Objectives: The aim of this study was to investigate whether patients with stroke have a different gait compared to healthy people and what the features of the gait are after stroke.
Methods: Thirteen patients with hemiplegia caused by both types of stroke (ischaemic or haemorrhagic) were recruited for this study (all male; age 68.77±5.02 years; height 169.9±5.7 cm; body weight 81.61±8.74 kg) plus 20 healthy subjects (12 male and 8 female; age 65.05±7.63 years; height 166.3±6.1 cm; body weight 75.35±12.74 kg). All subjects’ gait data were collected using Vicon Nexus® to obtain the gait parameters, kinetic, and kinematic parameters of the hip, knee, and ankle joints in three planes of both limbs. Participants were asked to walk along a 10 m walkway at a comfortable speed. There were ten trials of walking. From the recorded trials, three good ones were analysed using a Vicon Plug-in-Gait model to obtain the gait parameters, e.g. walking speed, cadence, stride length, and joint parameters, e.g. joint angle, force, moments, and power. The gait data were further analysed by using neural network models and principal component method in terms of diagnosis and prediction of strokes.
Result: The temporal-spatial variables of the stroke subjects were compared with the healthy subjects, and it was found that there was a significant difference between the groups.

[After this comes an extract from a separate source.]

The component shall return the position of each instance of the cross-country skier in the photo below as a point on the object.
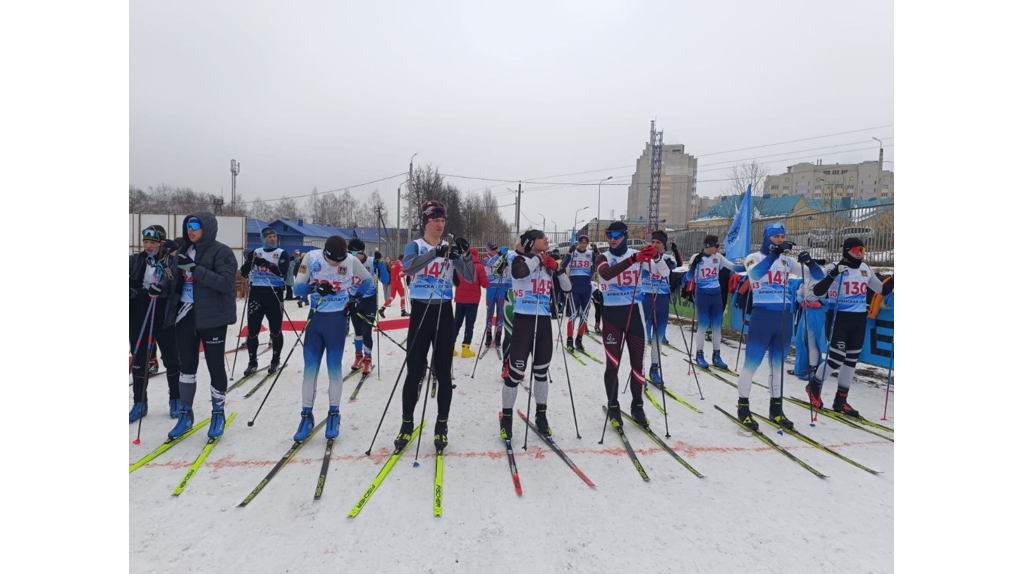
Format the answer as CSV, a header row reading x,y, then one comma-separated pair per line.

The step length, speed, and cadence were lower in stroke subjects compared to the healthy group. The stroke patients group showed a significantly decreased gait speed (mean and SD: 0.85± 0.33 m/s), cadence ( 96.71±16.14 step/min), and step length (0.509±017 m) compared to the healthy group, where the gait speed was 1.2±0.11 m/s, cadence 112± 8.33 step/min, and step length 0.648±0.43 m. Moreover, it was observed that patients with stroke have significant differences regarding their ankle, hip, and knee joints’ kinematic and kinetic in all planes (sagittal x, coronal y, and transverse z) compared with the healthy group.
Using the neural network models, the stroke gait could be identified with accuracies as high as 95%-100%, although the results were from a small sample size. The principal component method could partially be helpful to identify the stroke gait.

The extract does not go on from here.